Commentant la conservation des crânes des résistants algériens dans un musée français, le sociologue Hassan Remaoun, a estimé que la séquestration de ces ossements humains, pendant une si longue période, n'était pas « une prise de guerre mais un crime absolu contre l'humanité », qualifiant cet acte de « morbide et criminel ». « L'Anthropologie physique occidentale, empreinte à l'époque d'ethnocentrisme et de racisme, avait besoin de ces reliques pour ''prouver'' la supériorité physique et morale de ''l'homme blanc'' et, donc, sa prédisposition à déployer une mission civilisatrice à travers le reste du monde », a déclaré le chercheur à l'agence officielle APS. Il cite notamment le cas des « Hereros namibiens qui, après avoir subi un véritable ethnocide, ont vu leurs ossements transportés en Allemagne, pour étayer à travers de prétendues études scientifiques, des théories qui contribueront à ouvrir la voie au nazisme ».

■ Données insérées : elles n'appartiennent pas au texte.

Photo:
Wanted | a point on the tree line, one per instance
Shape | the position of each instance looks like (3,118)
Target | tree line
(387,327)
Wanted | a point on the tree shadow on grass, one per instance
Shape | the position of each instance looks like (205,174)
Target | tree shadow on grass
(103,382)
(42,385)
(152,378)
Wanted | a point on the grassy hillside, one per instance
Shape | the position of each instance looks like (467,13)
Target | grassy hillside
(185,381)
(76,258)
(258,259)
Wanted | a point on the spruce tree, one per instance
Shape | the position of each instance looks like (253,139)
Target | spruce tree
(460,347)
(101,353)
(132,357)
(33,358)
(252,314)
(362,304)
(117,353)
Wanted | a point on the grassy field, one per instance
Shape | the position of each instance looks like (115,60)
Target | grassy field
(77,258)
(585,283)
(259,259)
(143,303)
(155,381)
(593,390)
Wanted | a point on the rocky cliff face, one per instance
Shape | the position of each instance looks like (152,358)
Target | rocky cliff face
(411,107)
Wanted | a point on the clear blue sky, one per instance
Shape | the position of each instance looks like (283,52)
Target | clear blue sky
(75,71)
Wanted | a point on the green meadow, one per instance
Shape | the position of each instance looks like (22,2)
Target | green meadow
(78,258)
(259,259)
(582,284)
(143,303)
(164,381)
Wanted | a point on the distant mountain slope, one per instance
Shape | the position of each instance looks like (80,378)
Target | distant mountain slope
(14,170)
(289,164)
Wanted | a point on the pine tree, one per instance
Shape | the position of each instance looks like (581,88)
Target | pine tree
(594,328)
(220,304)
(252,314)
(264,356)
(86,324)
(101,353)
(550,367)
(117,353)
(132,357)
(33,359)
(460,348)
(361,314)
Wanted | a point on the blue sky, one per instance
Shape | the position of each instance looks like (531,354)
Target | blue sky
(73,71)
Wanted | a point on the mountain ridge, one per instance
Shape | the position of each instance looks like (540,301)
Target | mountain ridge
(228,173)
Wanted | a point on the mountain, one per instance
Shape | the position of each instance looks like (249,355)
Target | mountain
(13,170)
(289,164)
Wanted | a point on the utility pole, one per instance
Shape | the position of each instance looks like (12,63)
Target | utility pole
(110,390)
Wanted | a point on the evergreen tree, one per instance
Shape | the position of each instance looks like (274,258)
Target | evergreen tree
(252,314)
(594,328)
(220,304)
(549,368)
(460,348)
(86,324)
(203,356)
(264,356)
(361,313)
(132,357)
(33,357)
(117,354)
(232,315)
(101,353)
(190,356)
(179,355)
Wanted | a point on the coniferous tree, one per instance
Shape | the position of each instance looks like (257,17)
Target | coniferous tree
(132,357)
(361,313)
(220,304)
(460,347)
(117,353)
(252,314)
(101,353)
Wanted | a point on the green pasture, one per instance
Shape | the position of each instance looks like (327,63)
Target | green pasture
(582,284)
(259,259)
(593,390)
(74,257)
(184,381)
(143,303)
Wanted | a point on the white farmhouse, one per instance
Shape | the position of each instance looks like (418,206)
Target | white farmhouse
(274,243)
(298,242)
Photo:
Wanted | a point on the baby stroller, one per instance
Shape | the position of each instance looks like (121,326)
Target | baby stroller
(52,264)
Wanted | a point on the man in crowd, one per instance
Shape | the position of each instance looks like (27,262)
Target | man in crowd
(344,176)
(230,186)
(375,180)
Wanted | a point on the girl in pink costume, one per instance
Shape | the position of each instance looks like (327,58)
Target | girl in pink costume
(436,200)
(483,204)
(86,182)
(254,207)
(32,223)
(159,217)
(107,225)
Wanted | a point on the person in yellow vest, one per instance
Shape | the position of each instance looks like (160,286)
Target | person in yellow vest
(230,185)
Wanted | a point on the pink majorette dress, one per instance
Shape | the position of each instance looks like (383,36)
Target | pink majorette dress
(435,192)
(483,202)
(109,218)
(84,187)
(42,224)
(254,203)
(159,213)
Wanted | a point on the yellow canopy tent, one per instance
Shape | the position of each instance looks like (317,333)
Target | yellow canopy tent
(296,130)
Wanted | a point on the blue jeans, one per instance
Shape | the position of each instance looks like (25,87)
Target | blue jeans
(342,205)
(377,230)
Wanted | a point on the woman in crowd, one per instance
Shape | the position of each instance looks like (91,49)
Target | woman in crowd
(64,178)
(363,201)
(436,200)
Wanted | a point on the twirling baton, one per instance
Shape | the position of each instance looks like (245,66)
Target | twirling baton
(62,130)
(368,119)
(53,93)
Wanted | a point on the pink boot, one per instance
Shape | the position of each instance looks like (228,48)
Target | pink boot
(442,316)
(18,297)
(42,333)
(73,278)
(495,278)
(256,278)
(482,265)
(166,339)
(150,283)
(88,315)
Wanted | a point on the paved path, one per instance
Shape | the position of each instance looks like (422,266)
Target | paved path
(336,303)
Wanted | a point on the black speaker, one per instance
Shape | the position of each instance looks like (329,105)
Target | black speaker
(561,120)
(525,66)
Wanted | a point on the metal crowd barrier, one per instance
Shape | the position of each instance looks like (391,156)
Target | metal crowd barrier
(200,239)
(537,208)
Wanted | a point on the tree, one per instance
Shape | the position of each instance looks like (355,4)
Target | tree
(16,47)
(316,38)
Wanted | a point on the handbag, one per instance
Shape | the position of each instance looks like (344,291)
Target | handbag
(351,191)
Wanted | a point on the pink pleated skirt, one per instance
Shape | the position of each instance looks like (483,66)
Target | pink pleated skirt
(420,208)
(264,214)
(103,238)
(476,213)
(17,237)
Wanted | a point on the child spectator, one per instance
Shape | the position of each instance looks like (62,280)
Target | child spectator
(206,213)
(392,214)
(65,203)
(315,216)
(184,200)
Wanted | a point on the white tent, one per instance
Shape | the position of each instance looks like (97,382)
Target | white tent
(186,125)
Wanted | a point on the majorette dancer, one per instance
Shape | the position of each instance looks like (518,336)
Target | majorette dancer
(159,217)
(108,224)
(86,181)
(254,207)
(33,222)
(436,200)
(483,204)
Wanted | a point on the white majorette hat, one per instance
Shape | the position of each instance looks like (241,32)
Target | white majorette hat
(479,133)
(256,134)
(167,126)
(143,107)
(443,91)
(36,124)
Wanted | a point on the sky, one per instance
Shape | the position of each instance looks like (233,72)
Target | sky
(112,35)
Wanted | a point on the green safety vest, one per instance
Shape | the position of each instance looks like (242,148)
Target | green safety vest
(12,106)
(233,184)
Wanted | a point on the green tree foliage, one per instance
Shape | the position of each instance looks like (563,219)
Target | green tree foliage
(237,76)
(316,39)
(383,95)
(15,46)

Et de conclure : « les ossements de l'époque coloniale n'ont plus la même signification en ce début du XXIe siècle où les statues des esclavagistes et des généraux coloniaux ont tendance à être déboulonnées dans leur pays d'origine même (?).Toujours est-il que, tout en se débarrassant de pièces à conviction flagrantes témoignant du passé colonial de leur pays, les autorités françaises ont sans doute donné à cette action les allures d'un geste en direction de notre pays, et il sera possible de l'accepter comme tel s'il est suivi par d'autres à l'avenir ».